“Marcel Aymé transgenre”

par Michel Lécureur, éditeur des Œuvres complètes de Marcel Aymé dans la Pléiade et auteur d’une biographie en deux volumes de l’écrivain (Édilivre, 2018).

 

 

 

   Quand on y songe, après la brillante étude de Ninon Chavoz (L’autre Marcel: le malheur d’Aymé. Hermann, 2024), l’œuvre de  Marcel Aymé (1902-1967) annonce vraiment beaucoup d’évolutions de notre société du XXIe siècle. 

   Ainsi, une nouvelle comme Héloïse, peu connue parce qu’elle ne figure pas dans les recueils les plus célèbres de Marcel Aymé, met en scène un nommé Martin qui, à trente-cinq ans, commença à vivre une curieuse aventure. 

“Tous les soirs, sur le coup de 8 heures, Martin changeait de sexe pour, le lendemain matin à 8 heures, revenir au masculin.”

   Evidemment, il n’y avait là rien de définitif et, en tous cas, pas de quoi demander une officialisation à l’état-civil.  À partir de ce présupposé, l’auteur prend plaisir à entraîner le lecteur dans une série de développements tous aussi savoureux les uns que les autres. Il est d’abord question du qu’en dira-t-on ? :

“Qu’est-ce que  va dire ma mère? se  lamentait  Mme  Martin ?”

   Quant à Martin lui-même, il se moquait bien de sa belle-mère et se souciait de ses collègues :

” Je ne peux pourtant pas aller à mon bureau avec une poitrine pareille. Ça se verra.”

 

Illustration de Héloïse, 15 octobre 1952 dans Carrefour

 

Bientôt, le Malin s’installa dans le couple et chacun voulut vivre sa vie. Martin tomba amoureux de la femme qu’il était la nuit et la réciproque se produisit aussi.
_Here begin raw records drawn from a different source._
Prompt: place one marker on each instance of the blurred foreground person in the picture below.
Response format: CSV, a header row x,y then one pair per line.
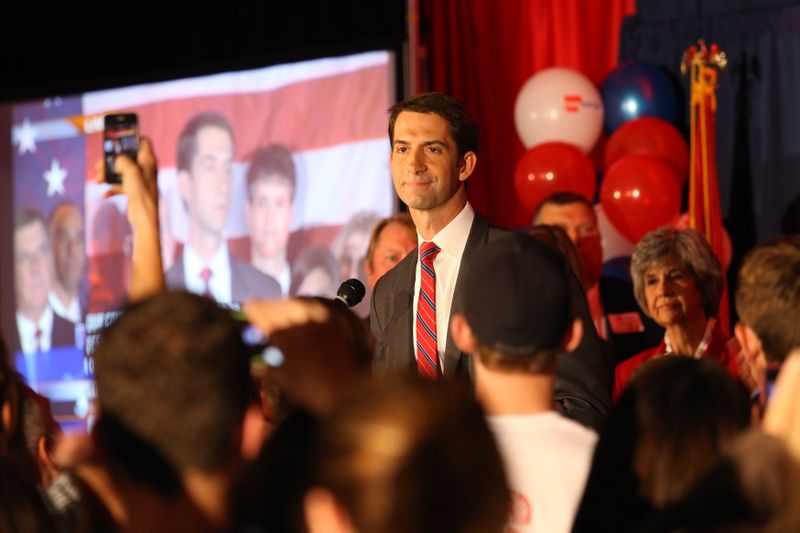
x,y
755,487
172,386
768,304
517,328
678,282
613,308
326,349
670,426
404,455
“Moins de trois semaines après la première métamorphose, ils étaient déjà très épris l’un de l’autre. Comme il leur était impossible de se joindre jamais, ils s’écrivaient de longues lettres dans lesquelles ils mesuraient la force de leur passion et se juraient fidélité”.

   Pour écrire à son double féminin, Martin choisit de les signer “Héloïse”, peut-être “en raison de l’impossible rencontre entre les deux amants.” En fouillant dans un tiroir, Mme Martin découvrit la correspondance et ne cessa  de faire des scènes à son mari.

   Dès lors, il sortit tous les soirs, la métamorphose accomplie. Héloïse prit des amants et Martin en souffrit. Ce qui devait arriver arriva : Héloïse tomba enceinte. D’un commun accord, les Martin partirent en Bretagne pour l’accouchement d’un garçon dont le genre ne fit aucun doute. Mais, dix-huit mois plus tard, il en changea, très naturellement. 

Quant à Martin et à Héloïse, Marcel Aymé dénoua leur aventure  d’une manière très particulière.

 

Michel Lécureur

 

NB : Cette nouvelle a été publiée une première fois le 15 octobre 1952 dans Carrefour, puis reprise en 1970 dans La Nouvelle Table ronde et, en 1987, dans le recueil posthume La Fille du shérif (Gallimard). Elle se trouve également dans le volume III des Oeuvres romanesques complètes de Marcel Aymé dans La Pléiade.

L’édition originale de La Fille du shérif (Gallimard, 1987)  figure dans la bibliothèque de l’Hôtel Littéraire Marcel Aymé, 16 rue Tholozé à Montmartre.